Abstract
Nonlinear random effects models with finite mixture structures are used to identify polymorphism in pharmacokinetic/pharmacodynamic phenotypes. An EM algorithm for maximum likelihood estimation approach is developed and uses sampling-based methods to implement the expectation step, that results in an analytically tractable maximization step. A benefit of the approach is that no model linearization is performed and the estimation precision can be arbitrarily controlled by the sampling process. A detailed simulation study illustrates the feasibility of the estimation approach and evaluates its performance. Applications of the proposed nonlinear random effects mixture model approach to other population pharmacokinetic/pharmacodynamic problems will be of interest for future investigation.
Keywords: Finite mixture models, Mixed effects models, Pharmacokinetics/pharmacodynamics
1. Introduction
There is substantial variability in the way individuals respond to medications, in both treatment efficacy and toxicity.

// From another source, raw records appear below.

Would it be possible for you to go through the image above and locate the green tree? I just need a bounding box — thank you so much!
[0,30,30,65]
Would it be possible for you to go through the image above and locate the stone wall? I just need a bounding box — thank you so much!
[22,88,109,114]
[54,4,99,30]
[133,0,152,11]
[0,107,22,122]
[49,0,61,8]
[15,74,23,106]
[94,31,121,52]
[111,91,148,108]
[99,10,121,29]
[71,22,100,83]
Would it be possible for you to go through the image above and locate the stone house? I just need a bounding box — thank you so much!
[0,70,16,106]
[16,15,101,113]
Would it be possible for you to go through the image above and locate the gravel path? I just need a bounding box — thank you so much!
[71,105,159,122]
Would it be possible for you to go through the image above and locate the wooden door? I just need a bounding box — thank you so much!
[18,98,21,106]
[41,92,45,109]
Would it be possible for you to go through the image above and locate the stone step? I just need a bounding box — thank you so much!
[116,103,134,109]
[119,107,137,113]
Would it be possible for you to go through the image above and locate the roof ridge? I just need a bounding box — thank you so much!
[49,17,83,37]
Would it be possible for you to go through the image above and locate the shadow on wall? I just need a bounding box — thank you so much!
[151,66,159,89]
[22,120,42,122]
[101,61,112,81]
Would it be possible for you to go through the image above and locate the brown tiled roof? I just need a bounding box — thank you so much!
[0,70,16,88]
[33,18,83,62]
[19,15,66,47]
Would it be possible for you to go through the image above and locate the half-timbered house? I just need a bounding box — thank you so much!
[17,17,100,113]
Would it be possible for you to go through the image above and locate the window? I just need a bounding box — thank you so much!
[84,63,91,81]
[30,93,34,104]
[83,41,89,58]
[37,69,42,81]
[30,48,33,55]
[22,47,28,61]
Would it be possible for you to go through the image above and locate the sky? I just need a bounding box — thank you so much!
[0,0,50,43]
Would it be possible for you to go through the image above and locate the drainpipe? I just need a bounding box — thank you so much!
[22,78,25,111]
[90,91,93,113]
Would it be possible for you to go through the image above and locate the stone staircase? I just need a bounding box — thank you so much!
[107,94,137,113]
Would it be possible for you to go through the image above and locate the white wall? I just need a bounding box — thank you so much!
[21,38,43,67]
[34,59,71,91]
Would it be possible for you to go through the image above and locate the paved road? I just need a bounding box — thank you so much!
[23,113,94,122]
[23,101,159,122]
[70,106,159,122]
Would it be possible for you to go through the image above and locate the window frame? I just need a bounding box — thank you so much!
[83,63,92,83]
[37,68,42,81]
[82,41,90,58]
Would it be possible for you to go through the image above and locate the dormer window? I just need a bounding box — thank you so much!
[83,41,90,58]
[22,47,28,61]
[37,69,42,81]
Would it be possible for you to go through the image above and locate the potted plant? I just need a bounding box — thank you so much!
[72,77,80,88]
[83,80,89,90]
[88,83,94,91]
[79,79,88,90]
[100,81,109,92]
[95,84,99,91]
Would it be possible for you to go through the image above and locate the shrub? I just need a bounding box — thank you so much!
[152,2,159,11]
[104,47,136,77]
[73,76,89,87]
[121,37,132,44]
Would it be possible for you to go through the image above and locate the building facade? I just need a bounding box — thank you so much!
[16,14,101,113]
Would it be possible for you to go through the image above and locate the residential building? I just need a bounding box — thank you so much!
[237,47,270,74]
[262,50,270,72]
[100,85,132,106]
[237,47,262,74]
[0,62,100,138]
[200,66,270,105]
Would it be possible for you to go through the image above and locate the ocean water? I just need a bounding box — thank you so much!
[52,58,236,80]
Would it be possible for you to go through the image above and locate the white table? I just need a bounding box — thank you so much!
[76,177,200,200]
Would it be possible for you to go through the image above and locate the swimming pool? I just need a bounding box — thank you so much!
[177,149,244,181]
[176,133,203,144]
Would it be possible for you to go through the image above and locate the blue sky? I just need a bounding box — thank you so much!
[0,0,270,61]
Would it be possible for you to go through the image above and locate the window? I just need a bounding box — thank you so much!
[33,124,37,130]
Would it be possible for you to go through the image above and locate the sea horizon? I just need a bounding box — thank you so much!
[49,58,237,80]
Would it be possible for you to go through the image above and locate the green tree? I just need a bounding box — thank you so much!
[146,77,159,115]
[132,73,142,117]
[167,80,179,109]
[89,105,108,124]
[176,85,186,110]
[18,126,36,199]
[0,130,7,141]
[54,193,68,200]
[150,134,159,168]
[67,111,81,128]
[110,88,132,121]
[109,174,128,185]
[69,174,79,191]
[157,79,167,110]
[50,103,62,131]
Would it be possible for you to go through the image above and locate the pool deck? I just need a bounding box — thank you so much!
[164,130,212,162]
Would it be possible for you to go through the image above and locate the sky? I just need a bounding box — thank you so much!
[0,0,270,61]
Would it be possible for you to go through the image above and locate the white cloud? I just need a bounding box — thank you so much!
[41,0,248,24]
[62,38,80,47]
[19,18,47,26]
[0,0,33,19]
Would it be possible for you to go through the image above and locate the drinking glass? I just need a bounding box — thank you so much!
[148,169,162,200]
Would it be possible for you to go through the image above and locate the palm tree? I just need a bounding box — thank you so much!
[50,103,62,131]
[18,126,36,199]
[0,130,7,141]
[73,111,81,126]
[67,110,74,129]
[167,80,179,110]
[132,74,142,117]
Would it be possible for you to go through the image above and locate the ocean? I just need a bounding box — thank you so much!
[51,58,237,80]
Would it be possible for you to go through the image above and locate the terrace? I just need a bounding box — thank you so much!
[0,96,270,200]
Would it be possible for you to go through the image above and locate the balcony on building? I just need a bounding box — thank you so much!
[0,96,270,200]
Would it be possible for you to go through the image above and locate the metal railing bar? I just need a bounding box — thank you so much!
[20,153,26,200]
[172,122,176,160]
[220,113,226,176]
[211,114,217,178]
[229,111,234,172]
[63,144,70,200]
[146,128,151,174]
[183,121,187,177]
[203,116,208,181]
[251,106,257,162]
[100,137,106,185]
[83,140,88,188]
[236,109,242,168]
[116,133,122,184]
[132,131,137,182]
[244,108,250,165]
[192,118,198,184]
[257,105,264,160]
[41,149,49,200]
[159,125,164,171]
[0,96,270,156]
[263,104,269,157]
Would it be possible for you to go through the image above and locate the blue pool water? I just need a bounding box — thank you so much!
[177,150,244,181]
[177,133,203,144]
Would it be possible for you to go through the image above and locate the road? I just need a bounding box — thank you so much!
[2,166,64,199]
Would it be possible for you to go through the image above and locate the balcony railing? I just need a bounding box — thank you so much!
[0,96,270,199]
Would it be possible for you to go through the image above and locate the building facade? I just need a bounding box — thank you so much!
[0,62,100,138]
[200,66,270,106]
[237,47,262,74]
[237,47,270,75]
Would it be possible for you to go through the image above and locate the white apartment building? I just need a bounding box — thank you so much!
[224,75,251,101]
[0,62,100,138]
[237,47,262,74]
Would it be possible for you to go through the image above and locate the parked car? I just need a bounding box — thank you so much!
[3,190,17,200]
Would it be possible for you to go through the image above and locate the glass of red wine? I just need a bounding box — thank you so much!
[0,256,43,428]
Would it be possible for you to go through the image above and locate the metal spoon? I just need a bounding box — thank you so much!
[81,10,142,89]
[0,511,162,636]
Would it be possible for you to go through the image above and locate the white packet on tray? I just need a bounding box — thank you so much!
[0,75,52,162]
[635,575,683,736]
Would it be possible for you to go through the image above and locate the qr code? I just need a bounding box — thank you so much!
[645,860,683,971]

The sources of a drug’s underlying pharmacokinetic and pharmacodynamic variability can include demographic factors (such as age, sex, weight), physiological status (such as renal, liver, cardiovascular function), disease states, genetic differences, interactions with other drugs and environmental factors. In their seminal work, Sheiner, Rosenberg and Melmon (1972) proposed a parametric nonlinear mixed-effects modeling framework for quantifying both within and between subject variability in a drug’s pharmacokinetics, and developed an approximate maximum likelihood solution to the problem. Since the introduction by Beal and Sheiner (1979) of the general purpose software package NONMEM implementing this approach, other approximate maximum likelihood algorithms have been introduced to solve the nonlinear random and mixed effects modeling problem (see Davidian and Giltinan (1995) for an extensive review). An exact maximum likelihood (i.e., no linearization) solution to the parametric population modeling problem based on the EM algorithm has also been proposed by Schumitzky (1995) and fully developed and implemented by Walker (1996). The population modeling framework has had a significant impact on how pharmacokinetic (and pharmacodynamic) variability is quantified and studied during drug development, and on the identification of important covariates associated with a drug’s inter-individual kinetic/dynamic variability.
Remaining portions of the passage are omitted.